Hoag holds the record for fastest lifting body flight, which reached Mach 1.861 on February 18, 1970.

He also flew the XB-70 Valkyrie. On June 8, 1966, Hoag was piloting a Northrop T-38 Talon chase plane when the second prototype of the XB-70 collided mid-air with a NASA/Lockheed F-104 Starfighter over Barstow, California. The F-104 pilot Joseph A. Walker and XB-70 co-pilot Carl S. Cross were killed, although the XB-70 pilot Alvin S. White survived after ejecting. The crash occurred when the XB-70's powerful wake vortex flipped the F-104, causing it to strike the XB-70 tail and explode, while the XB-70 entered an uncontrolled spin and crashed.
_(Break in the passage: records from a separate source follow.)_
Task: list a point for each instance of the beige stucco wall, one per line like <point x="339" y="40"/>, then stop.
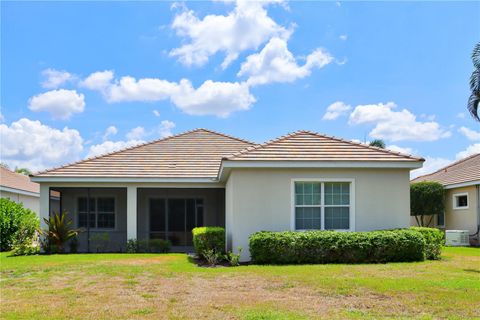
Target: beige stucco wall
<point x="261" y="199"/>
<point x="30" y="202"/>
<point x="461" y="219"/>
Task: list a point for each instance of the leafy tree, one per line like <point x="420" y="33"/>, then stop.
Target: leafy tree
<point x="379" y="143"/>
<point x="17" y="224"/>
<point x="426" y="199"/>
<point x="58" y="232"/>
<point x="24" y="171"/>
<point x="474" y="99"/>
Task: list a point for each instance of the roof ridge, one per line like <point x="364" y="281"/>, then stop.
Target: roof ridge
<point x="388" y="151"/>
<point x="116" y="151"/>
<point x="295" y="133"/>
<point x="263" y="145"/>
<point x="448" y="166"/>
<point x="225" y="135"/>
<point x="142" y="145"/>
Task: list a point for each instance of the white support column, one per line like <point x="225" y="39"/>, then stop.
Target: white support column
<point x="44" y="204"/>
<point x="131" y="212"/>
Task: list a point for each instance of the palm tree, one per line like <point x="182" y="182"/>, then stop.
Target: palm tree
<point x="379" y="143"/>
<point x="474" y="99"/>
<point x="59" y="231"/>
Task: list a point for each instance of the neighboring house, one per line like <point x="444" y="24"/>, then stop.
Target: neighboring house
<point x="19" y="188"/>
<point x="164" y="188"/>
<point x="462" y="203"/>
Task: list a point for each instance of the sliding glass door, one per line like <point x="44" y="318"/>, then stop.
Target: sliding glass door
<point x="174" y="219"/>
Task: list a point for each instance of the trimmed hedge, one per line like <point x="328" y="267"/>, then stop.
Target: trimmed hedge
<point x="17" y="224"/>
<point x="336" y="247"/>
<point x="208" y="238"/>
<point x="434" y="241"/>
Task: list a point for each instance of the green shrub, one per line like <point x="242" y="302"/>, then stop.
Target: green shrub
<point x="336" y="247"/>
<point x="17" y="224"/>
<point x="434" y="241"/>
<point x="208" y="238"/>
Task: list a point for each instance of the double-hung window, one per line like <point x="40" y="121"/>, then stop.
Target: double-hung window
<point x="322" y="205"/>
<point x="102" y="212"/>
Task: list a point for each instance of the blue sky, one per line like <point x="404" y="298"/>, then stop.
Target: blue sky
<point x="79" y="79"/>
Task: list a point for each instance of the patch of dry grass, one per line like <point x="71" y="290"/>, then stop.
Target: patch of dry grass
<point x="170" y="287"/>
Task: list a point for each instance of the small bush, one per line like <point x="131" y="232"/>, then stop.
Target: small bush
<point x="434" y="241"/>
<point x="17" y="224"/>
<point x="208" y="238"/>
<point x="336" y="247"/>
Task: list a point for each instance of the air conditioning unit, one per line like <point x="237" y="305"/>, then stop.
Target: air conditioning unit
<point x="457" y="238"/>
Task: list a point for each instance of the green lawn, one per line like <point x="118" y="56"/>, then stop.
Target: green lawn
<point x="151" y="286"/>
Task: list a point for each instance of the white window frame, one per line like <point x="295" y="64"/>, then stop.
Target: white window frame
<point x="115" y="203"/>
<point x="322" y="205"/>
<point x="454" y="200"/>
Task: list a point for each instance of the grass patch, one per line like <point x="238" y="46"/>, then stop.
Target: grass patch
<point x="154" y="286"/>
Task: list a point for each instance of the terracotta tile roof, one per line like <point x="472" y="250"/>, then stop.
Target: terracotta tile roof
<point x="310" y="146"/>
<point x="462" y="171"/>
<point x="17" y="181"/>
<point x="193" y="154"/>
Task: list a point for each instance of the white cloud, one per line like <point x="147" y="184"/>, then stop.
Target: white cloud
<point x="99" y="80"/>
<point x="60" y="103"/>
<point x="336" y="110"/>
<point x="211" y="98"/>
<point x="470" y="134"/>
<point x="111" y="146"/>
<point x="275" y="63"/>
<point x="430" y="165"/>
<point x="55" y="78"/>
<point x="111" y="131"/>
<point x="133" y="138"/>
<point x="246" y="27"/>
<point x="165" y="128"/>
<point x="147" y="89"/>
<point x="400" y="149"/>
<point x="136" y="133"/>
<point x="396" y="125"/>
<point x="31" y="144"/>
<point x="471" y="150"/>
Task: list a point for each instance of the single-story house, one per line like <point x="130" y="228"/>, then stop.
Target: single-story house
<point x="461" y="181"/>
<point x="299" y="181"/>
<point x="19" y="188"/>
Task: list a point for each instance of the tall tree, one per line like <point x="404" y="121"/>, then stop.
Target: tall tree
<point x="379" y="143"/>
<point x="474" y="99"/>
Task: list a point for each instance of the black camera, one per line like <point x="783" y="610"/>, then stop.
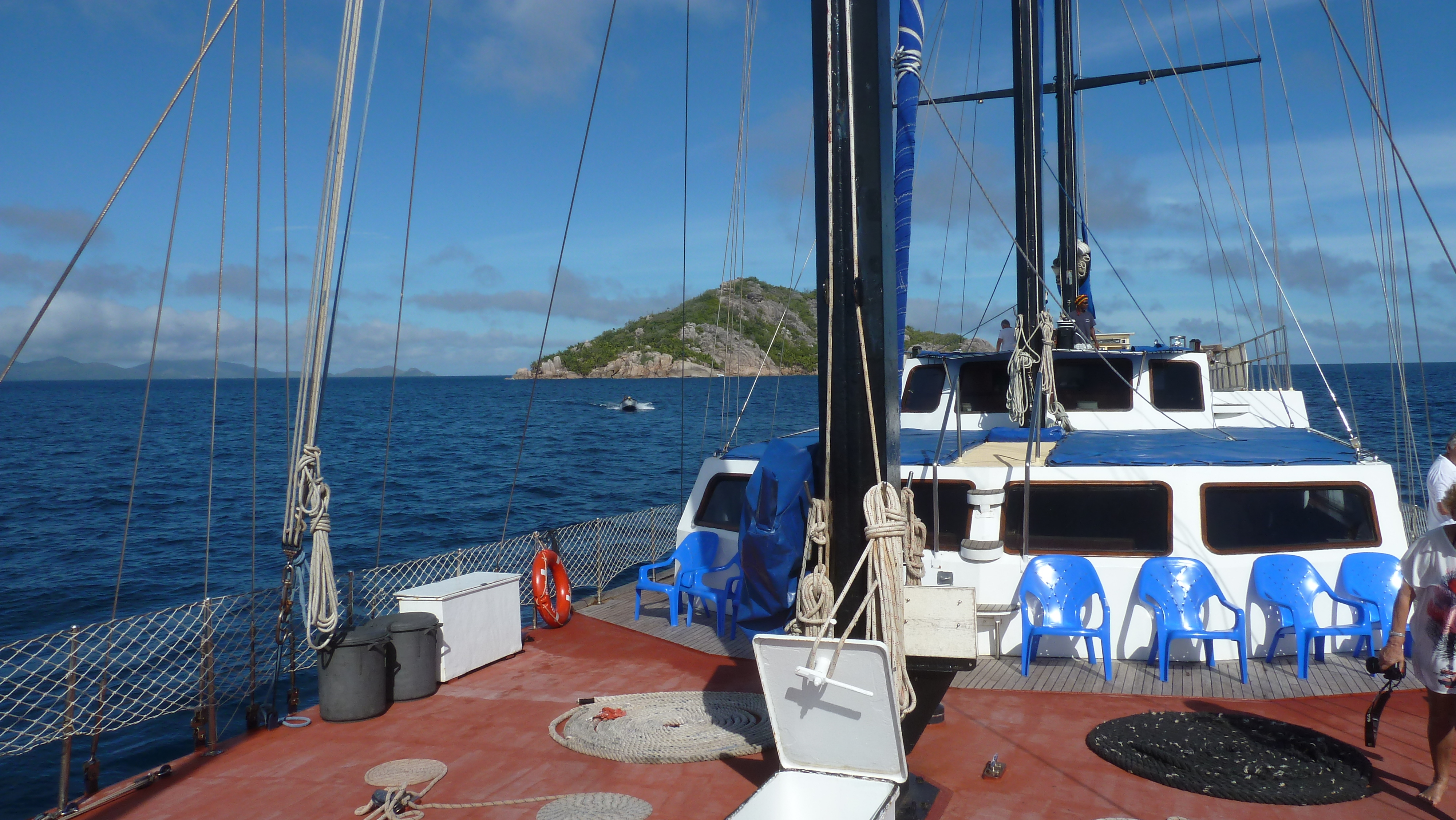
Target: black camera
<point x="1394" y="674"/>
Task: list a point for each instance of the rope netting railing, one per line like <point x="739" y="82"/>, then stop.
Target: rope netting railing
<point x="595" y="553"/>
<point x="119" y="674"/>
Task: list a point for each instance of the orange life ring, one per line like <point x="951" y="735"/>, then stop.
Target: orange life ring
<point x="560" y="612"/>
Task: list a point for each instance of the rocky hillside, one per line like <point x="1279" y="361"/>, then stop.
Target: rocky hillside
<point x="726" y="333"/>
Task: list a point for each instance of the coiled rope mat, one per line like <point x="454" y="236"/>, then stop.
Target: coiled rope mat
<point x="1235" y="757"/>
<point x="400" y="803"/>
<point x="668" y="728"/>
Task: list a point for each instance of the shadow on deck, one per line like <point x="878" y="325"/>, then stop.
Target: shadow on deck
<point x="1340" y="674"/>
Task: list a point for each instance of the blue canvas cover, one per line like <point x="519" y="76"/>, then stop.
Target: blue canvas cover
<point x="1222" y="446"/>
<point x="1004" y="435"/>
<point x="771" y="534"/>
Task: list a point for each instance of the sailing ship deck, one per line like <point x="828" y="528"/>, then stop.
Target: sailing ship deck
<point x="1340" y="674"/>
<point x="490" y="728"/>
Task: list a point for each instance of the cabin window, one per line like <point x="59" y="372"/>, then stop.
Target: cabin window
<point x="1177" y="385"/>
<point x="984" y="387"/>
<point x="721" y="508"/>
<point x="1278" y="518"/>
<point x="1096" y="384"/>
<point x="956" y="512"/>
<point x="1091" y="519"/>
<point x="924" y="390"/>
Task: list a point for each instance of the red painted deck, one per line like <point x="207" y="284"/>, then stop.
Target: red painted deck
<point x="490" y="728"/>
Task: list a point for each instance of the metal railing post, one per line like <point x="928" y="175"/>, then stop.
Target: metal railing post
<point x="69" y="726"/>
<point x="209" y="677"/>
<point x="598" y="547"/>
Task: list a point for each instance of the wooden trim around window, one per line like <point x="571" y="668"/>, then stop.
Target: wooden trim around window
<point x="1168" y="490"/>
<point x="1269" y="550"/>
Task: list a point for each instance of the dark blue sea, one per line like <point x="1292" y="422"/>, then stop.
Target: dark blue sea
<point x="68" y="449"/>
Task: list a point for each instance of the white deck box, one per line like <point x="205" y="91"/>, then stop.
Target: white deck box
<point x="480" y="615"/>
<point x="839" y="741"/>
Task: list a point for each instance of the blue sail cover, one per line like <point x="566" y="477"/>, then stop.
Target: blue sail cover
<point x="908" y="100"/>
<point x="771" y="534"/>
<point x="1228" y="446"/>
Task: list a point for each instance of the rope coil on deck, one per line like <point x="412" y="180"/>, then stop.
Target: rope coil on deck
<point x="397" y="803"/>
<point x="668" y="728"/>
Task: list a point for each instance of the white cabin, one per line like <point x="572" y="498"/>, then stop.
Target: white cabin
<point x="1158" y="462"/>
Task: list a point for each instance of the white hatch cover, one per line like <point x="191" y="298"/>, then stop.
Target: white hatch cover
<point x="458" y="586"/>
<point x="845" y="726"/>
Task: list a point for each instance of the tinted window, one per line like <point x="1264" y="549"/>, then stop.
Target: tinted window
<point x="723" y="503"/>
<point x="984" y="387"/>
<point x="1096" y="384"/>
<point x="1091" y="519"/>
<point x="924" y="390"/>
<point x="1177" y="385"/>
<point x="1288" y="516"/>
<point x="956" y="512"/>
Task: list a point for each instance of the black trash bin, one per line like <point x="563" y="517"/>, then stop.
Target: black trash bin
<point x="416" y="637"/>
<point x="353" y="675"/>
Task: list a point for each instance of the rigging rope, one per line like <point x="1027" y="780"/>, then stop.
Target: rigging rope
<point x="116" y="193"/>
<point x="404" y="269"/>
<point x="308" y="502"/>
<point x="561" y="256"/>
<point x="1249" y="222"/>
<point x="218" y="318"/>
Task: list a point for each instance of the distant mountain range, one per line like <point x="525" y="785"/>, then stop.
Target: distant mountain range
<point x="62" y="369"/>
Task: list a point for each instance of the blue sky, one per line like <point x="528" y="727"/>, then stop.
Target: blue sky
<point x="506" y="104"/>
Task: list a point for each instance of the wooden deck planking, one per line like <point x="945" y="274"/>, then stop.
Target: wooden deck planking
<point x="1340" y="674"/>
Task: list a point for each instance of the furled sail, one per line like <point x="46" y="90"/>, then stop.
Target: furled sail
<point x="908" y="98"/>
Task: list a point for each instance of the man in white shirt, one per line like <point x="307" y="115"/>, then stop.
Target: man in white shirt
<point x="1438" y="481"/>
<point x="1007" y="339"/>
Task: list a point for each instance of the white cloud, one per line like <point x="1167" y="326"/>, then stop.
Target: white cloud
<point x="97" y="330"/>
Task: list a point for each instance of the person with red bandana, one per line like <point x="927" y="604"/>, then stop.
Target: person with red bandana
<point x="1429" y="592"/>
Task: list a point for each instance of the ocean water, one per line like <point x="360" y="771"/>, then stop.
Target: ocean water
<point x="68" y="449"/>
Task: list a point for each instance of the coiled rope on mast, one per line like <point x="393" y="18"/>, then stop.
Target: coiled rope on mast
<point x="308" y="505"/>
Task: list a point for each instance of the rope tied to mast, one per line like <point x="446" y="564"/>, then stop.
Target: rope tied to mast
<point x="815" y="605"/>
<point x="308" y="497"/>
<point x="323" y="612"/>
<point x="1021" y="369"/>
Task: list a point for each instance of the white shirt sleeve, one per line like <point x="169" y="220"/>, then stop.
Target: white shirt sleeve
<point x="1438" y="483"/>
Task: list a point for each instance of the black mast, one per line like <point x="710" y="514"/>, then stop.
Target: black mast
<point x="1026" y="20"/>
<point x="1067" y="174"/>
<point x="854" y="190"/>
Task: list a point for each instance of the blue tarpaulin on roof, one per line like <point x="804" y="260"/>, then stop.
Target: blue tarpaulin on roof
<point x="1219" y="446"/>
<point x="771" y="534"/>
<point x="917" y="446"/>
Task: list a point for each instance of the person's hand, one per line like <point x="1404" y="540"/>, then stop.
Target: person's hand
<point x="1394" y="653"/>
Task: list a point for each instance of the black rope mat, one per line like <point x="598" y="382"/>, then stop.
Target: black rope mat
<point x="1235" y="758"/>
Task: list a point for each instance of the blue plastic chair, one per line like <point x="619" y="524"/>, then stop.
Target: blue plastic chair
<point x="697" y="551"/>
<point x="1292" y="583"/>
<point x="1177" y="589"/>
<point x="697" y="588"/>
<point x="1062" y="585"/>
<point x="1375" y="579"/>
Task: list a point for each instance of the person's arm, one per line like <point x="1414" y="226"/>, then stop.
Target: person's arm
<point x="1394" y="652"/>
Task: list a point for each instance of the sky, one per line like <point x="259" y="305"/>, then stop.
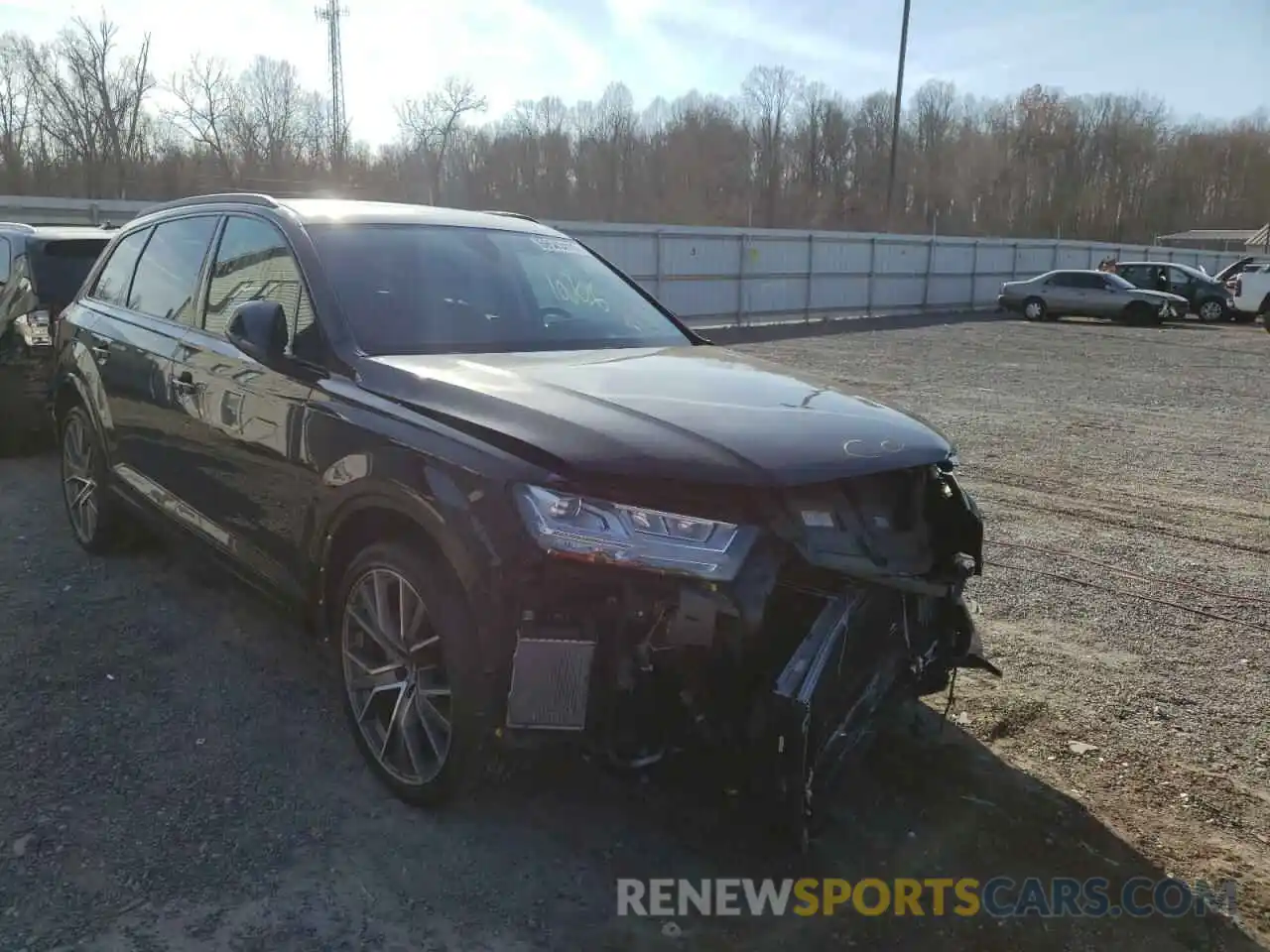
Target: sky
<point x="1201" y="60"/>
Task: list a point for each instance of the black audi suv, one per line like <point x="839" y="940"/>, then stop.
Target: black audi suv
<point x="513" y="494"/>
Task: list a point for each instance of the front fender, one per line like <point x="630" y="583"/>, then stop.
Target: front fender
<point x="76" y="371"/>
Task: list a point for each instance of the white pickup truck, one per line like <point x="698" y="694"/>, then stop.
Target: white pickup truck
<point x="1250" y="284"/>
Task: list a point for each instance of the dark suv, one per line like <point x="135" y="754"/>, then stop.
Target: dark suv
<point x="1206" y="296"/>
<point x="513" y="493"/>
<point x="41" y="271"/>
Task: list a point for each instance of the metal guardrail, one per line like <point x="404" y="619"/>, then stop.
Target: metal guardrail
<point x="756" y="276"/>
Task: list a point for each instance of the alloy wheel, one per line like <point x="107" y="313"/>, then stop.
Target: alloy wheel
<point x="395" y="676"/>
<point x="79" y="479"/>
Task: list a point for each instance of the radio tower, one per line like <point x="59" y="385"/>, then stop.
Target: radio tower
<point x="331" y="13"/>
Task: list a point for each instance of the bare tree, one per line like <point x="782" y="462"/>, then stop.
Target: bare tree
<point x="94" y="100"/>
<point x="431" y="125"/>
<point x="209" y="104"/>
<point x="18" y="107"/>
<point x="770" y="94"/>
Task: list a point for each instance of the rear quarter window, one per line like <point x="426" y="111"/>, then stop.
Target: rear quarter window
<point x="116" y="277"/>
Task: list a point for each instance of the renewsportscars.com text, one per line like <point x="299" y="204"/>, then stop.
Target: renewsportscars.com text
<point x="964" y="896"/>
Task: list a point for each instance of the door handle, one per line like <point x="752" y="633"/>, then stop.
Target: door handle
<point x="183" y="382"/>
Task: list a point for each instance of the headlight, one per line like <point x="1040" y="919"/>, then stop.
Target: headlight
<point x="634" y="536"/>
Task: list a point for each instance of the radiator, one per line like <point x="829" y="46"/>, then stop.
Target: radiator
<point x="550" y="684"/>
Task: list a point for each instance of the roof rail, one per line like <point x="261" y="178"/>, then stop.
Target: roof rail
<point x="222" y="197"/>
<point x="516" y="214"/>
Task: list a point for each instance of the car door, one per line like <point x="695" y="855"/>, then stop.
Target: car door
<point x="1062" y="296"/>
<point x="1137" y="275"/>
<point x="145" y="302"/>
<point x="1183" y="284"/>
<point x="250" y="416"/>
<point x="1102" y="298"/>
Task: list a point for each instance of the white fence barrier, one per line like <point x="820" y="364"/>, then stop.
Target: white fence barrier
<point x="743" y="276"/>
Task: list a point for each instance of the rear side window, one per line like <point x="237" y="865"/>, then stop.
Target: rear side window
<point x="254" y="263"/>
<point x="116" y="277"/>
<point x="167" y="278"/>
<point x="59" y="268"/>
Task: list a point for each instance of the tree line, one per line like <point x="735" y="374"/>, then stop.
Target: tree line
<point x="84" y="116"/>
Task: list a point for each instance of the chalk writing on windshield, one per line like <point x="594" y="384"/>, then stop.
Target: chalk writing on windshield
<point x="564" y="246"/>
<point x="579" y="294"/>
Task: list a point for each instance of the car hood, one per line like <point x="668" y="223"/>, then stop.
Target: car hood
<point x="698" y="414"/>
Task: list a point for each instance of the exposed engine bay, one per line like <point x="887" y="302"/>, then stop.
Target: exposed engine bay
<point x="772" y="649"/>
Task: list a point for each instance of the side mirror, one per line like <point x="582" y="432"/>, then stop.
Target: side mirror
<point x="259" y="330"/>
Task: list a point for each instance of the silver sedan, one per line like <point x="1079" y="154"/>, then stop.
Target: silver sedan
<point x="1087" y="294"/>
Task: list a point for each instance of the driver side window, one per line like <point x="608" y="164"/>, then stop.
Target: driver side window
<point x="254" y="263"/>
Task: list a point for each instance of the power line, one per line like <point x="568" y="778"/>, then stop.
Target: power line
<point x="894" y="121"/>
<point x="331" y="14"/>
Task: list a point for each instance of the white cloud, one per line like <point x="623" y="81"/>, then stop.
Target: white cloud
<point x="391" y="50"/>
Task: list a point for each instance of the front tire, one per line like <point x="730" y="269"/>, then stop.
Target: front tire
<point x="1141" y="315"/>
<point x="409" y="669"/>
<point x="91" y="511"/>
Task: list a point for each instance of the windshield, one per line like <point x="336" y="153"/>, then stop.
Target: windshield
<point x="60" y="267"/>
<point x="434" y="290"/>
<point x="1193" y="272"/>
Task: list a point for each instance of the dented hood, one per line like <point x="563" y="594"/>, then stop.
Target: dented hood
<point x="694" y="413"/>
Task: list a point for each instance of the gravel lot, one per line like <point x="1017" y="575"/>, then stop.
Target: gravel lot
<point x="177" y="774"/>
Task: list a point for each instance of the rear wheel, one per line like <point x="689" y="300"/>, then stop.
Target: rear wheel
<point x="91" y="512"/>
<point x="1034" y="308"/>
<point x="408" y="662"/>
<point x="1141" y="313"/>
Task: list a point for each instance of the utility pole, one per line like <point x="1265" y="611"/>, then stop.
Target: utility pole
<point x="331" y="13"/>
<point x="894" y="125"/>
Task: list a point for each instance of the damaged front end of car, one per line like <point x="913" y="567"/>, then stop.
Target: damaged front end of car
<point x="766" y="644"/>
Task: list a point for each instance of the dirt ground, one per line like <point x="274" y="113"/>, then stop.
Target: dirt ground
<point x="176" y="774"/>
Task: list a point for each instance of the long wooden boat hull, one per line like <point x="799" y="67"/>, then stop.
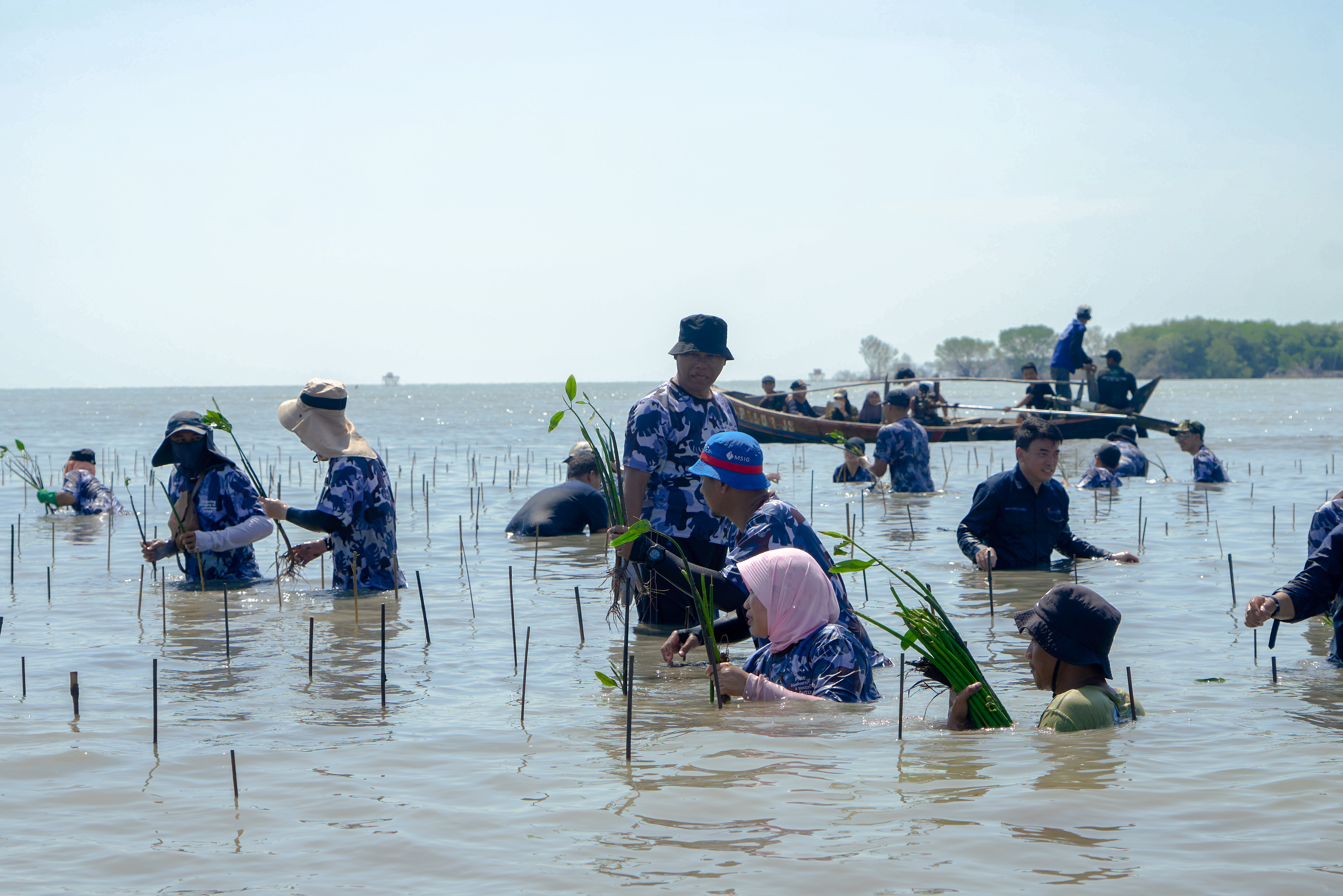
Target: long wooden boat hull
<point x="777" y="426"/>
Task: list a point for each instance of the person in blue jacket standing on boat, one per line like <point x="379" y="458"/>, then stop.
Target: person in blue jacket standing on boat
<point x="1070" y="355"/>
<point x="356" y="508"/>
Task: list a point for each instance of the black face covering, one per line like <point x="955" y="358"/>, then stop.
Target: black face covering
<point x="190" y="456"/>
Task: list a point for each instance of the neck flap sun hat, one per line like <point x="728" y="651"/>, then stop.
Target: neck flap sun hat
<point x="735" y="460"/>
<point x="1074" y="624"/>
<point x="317" y="417"/>
<point x="703" y="334"/>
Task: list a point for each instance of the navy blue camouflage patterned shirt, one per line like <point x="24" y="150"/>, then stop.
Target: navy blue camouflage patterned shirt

After retiring from the service, he worked at McDonnell Douglas for a decade.

He died in Provo, Utah in 2024, aged 87.

== Personal life ==
While stationed at Lakenheath in England, Hoag met Patricia McCrea Waller. The couple married in 1960 and had 5 children. After Waller's death, Hoag remarried with Alecia Ann Jones in 1994.

Hoag was Mormon and volunteered at temples in St. Louis, Missouri and Provo.